Her harsh voice jarred his pleasant mood. He looked up from his food in time to see her leaving the dining car. Gold hurried after her; he gave Lewis a quick salute as he passed.

Dawn was there too. She stopped. Would he be interested in going to watch her rehearse on the elephant? Why not. He had eaten. But he needed to do the measuring. She put an arm over his shoulders, insisted. Women after him again. The measuring could wait. He found theorizing more interesting than application anyway. And she smiled in such a cheering way. She put her arm through his as they walked to the elephant car.

~

Barca was already there. He had led one of the smaller elephants from the grassy pen to the one with the packed dirt floor and strapped on one of the platform-saddles. In the other pen, the large, hairy elephant was off on the distant hill; the second small one stood in the pond. It waved its trunk and bellowed. Lewis sat on a stool and Dawn went into the pen. He couldn't remember what she had told him about her act. Something to do with gymnastics. The saddle had two sets of wooden parallel bars, one higher than the other.

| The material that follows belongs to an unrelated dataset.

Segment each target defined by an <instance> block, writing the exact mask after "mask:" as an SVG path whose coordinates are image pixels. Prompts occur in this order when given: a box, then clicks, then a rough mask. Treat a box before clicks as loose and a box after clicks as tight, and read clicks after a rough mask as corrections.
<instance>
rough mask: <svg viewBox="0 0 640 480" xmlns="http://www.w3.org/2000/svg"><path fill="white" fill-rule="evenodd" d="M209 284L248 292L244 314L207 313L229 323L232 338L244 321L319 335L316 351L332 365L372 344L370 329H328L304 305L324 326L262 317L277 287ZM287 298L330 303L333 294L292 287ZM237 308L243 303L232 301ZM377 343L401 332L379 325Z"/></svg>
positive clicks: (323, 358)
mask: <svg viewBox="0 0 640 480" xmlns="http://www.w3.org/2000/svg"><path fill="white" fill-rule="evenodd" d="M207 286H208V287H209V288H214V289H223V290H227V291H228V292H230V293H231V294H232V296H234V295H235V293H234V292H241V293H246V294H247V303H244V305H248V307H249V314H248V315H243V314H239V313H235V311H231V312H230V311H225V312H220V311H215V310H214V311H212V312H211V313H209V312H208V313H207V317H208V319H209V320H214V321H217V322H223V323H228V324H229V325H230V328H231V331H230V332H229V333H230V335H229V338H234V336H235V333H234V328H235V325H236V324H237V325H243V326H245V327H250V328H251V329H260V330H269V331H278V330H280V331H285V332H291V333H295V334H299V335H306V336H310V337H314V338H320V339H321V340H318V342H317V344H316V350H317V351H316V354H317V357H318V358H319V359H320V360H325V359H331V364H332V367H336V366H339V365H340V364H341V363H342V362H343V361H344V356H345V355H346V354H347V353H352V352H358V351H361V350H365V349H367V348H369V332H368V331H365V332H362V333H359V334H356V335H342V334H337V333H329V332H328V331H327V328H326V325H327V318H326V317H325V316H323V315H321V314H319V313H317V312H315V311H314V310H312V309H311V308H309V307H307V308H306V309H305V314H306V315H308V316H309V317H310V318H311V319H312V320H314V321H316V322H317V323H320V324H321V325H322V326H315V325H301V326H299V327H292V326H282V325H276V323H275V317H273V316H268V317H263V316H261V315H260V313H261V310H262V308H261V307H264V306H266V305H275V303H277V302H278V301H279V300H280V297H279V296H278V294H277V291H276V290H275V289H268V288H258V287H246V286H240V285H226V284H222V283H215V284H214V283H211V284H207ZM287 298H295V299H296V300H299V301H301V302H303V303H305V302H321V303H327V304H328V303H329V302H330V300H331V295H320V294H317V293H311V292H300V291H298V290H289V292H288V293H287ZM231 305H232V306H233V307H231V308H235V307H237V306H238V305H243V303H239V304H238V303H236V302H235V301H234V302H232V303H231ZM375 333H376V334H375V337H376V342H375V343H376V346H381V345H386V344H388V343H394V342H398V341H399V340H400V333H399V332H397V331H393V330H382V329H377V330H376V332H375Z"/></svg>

Barca spoke to the elephant, a word that sounded like "hoekstra." Lewis looked up: Dawn had taken off her warm-ups and was standing on the elephant's head. She looked perfect, compact, muscular body in a pink leotard. He waved, but she didn't notice.

Something about his formula for determining the length of the train bothered him. He flipped open his legal pad. It depended on Cybele's height being exactly five feet. But plus or minus a few inches shouldn't matter. Say she was five foot six. That wouldn't be enough to make much difference in the final product. Dawn swung on the bars as the elephant lumbered around the pen in an oblong path. She held herself above the higher bar with her hands while doing a split. Now he could see why she was so strong.

He started laughing about his crackpot theory. He had made up the heights for everyone but him, Gold, and Bodyssia anyway. Dawn swung around some more, handstands, loops, turns, splits. He wanted to kiss her again. Cybele was unattainable (if not nonexistent!), and the way he obsessed about her was unhealthy. She had only visited him the one time. It was stupid for him to keep waiting for her. Too bad Dawn would be smelly after rehearsing.

Turning to a new page, he sketched Dawn and her elephant.